Klintman Daniel, Li Xiang, Sato Tohru, Wang Yusheng, Jeppsson Bengt, Thorlacius Henrik
Department of Surgery, Malmö University Hospital, Lund University, S-205 02 Malmö, Sweden.
Ann Surg. 2004 Dec;240(6):1065-72; discussion 1072-3. doi: 10.1097/01.sla.0000146159.88918.d2.
To determine the role of tumor necrosis factor alpha (TNF-alpha) and Fas ligand (FasL, CD95L) in superantigen-induced and endotoxin-induced liver injury.
Gram-positive bacteria are increasingly common causes of sepsis and multiorgan failure, but the pathophysiologic mechanisms of superantigen-provoked hepatotoxicity remain elusive.

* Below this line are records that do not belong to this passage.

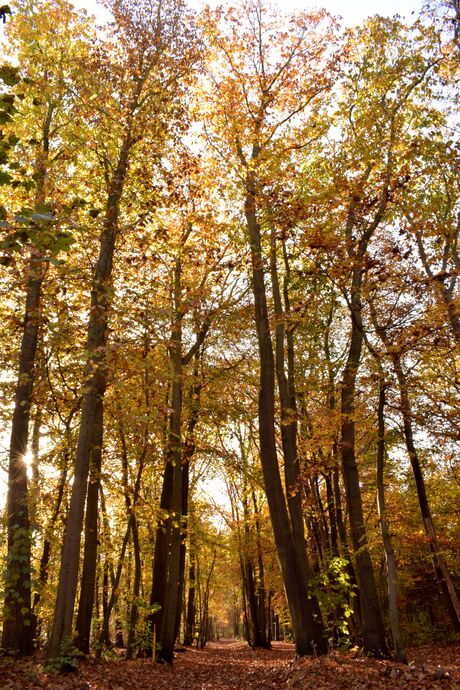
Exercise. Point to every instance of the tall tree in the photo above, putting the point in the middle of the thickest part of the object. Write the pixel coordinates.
(43, 66)
(147, 76)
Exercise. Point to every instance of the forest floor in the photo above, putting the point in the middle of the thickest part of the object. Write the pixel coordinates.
(232, 665)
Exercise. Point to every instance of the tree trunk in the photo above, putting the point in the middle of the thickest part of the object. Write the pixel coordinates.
(17, 636)
(191, 607)
(88, 576)
(396, 632)
(90, 423)
(440, 566)
(373, 628)
(308, 632)
(18, 624)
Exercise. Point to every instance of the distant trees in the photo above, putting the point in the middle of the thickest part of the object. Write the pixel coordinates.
(229, 245)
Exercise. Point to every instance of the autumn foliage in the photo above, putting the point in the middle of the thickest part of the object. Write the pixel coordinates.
(229, 332)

Intravital fluorescence microscopy was used to study the liver microcirculation in mice challenged with superantigen (staphylococcal enterotoxin A, SEA) or endotoxin (lipopolysaccharide, LPS) combined with D-galactosamine.

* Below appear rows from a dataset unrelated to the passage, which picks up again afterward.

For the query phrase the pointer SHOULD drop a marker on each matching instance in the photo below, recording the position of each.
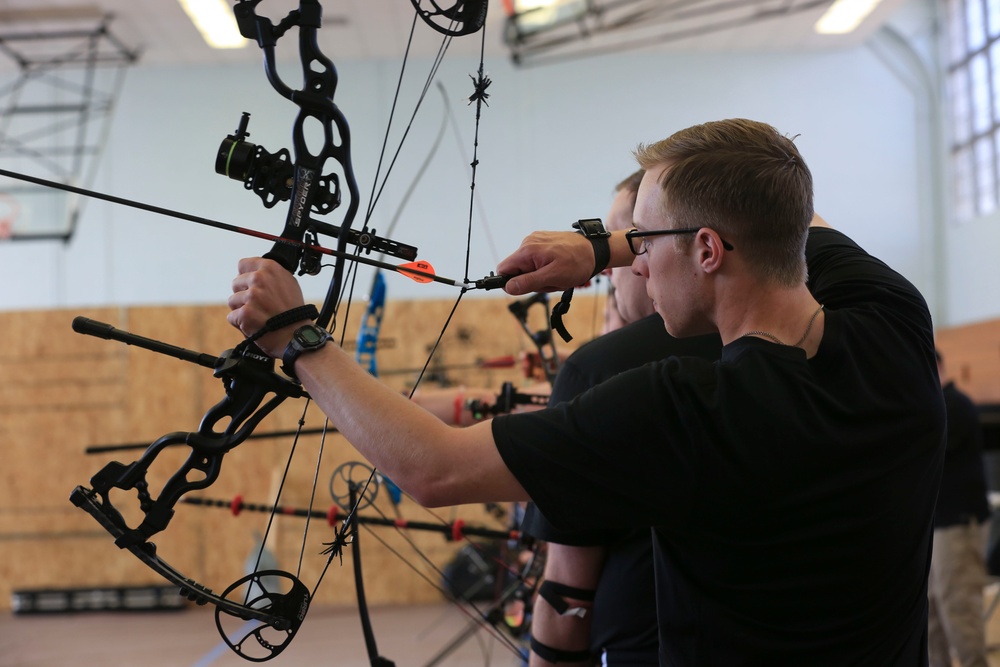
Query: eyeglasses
(640, 248)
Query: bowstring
(377, 190)
(340, 539)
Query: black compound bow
(275, 601)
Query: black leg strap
(557, 655)
(555, 594)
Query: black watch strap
(593, 230)
(307, 338)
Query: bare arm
(435, 463)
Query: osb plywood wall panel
(63, 392)
(972, 358)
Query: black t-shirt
(963, 484)
(791, 498)
(624, 617)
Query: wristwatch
(307, 338)
(593, 230)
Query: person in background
(958, 571)
(597, 600)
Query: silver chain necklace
(777, 340)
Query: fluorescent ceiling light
(216, 23)
(843, 16)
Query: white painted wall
(553, 142)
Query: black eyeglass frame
(635, 234)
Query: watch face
(310, 336)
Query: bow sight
(271, 176)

Administration of 10 microg LPS and 50 microg SEA caused similar hepatocellular damage as determined by liver enzymes and apoptosis. Notably, TNF-alpha-deficient mice were completely protected against hepatic injury provoked by LPS, whereas no protection was observed in response to SEA. On the other hand, FasL-deficient mice were protected against liver injury induced by SEA, but no protection was found when challenged with LPS. LPS increased clear-cut leukocyte recruitment, whereas SEA had no significant effect on leukocyte responses in the liver microcirculation. Leukocyte responses to LPS were decreased by >56% in TNF-alpha gene-targeted animals. Moreover, antiadhesive therapy, ie, immunoneutralization of P-selectin, which is an effective inhibitor of leukocyte recruitment, protected against LPS-induced but not against SEA-induced hepatic damage.
These novel findings demonstrate that the mechanisms of hepatic injury in endotoxin-induced and superantigen-induced sepsis are principally different. On one hand, SEA-provoked hepatotoxicity is mediated by FasL and is not associated with leukocyte recruitment. On the other hand, liver damage provoked by LPS is mediated by TNF-alpha and characterized by prominent leukocyte responses. These data may facilitate development of more specific therapies against sepsis of different origins.
确定肿瘤坏死因子α(TNF-α)和Fas配体(FasL,CD95L)在超抗原诱导和内毒素诱导的肝损伤中的作用。
革兰氏阳性菌日益成为脓毒症和多器官功能衰竭的常见病因,但超抗原诱发肝毒性的病理生理机制仍不清楚。
采用活体荧光显微镜术研究用超抗原(葡萄球菌肠毒素A,SEA)或内毒素(脂多糖,LPS)联合D-半乳糖胺攻击的小鼠的肝微循环。
给予10μg LPS和50μg SEA所引起的肝细胞损伤,经肝酶和细胞凋亡测定显示相似。值得注意的是,TNF-α缺陷小鼠完全免受LPS诱发的肝损伤,而对SEA诱发的肝损伤未观察到保护作用。另一方面,FasL缺陷小鼠免受SEA诱导的肝损伤,但用LPS攻击时未发现保护作用。LPS显著增加白细胞募集,而SEA对肝微循环中的白细胞反应无显著影响。在TNF-α基因靶向动物中,白细胞对LPS的反应降低>56%。此外,抗黏附治疗,即P-选择素的免疫中和,P-选择素是白细胞募集的有效抑制剂,可预防LPS诱导的肝损伤,但不能预防SEA诱导的肝损伤。
这些新发现表明,内毒素诱导和超抗原诱导的脓毒症中肝损伤的机制主要不同。一方面,SEA诱发的肝毒性由FasL介导,且与白细胞募集无关。另一方面,LPS诱发的肝损伤由TNF-α介导,其特征为显著的白细胞反应。这些数据可能有助于开发针对不同来源脓毒症的更特异性治疗方法。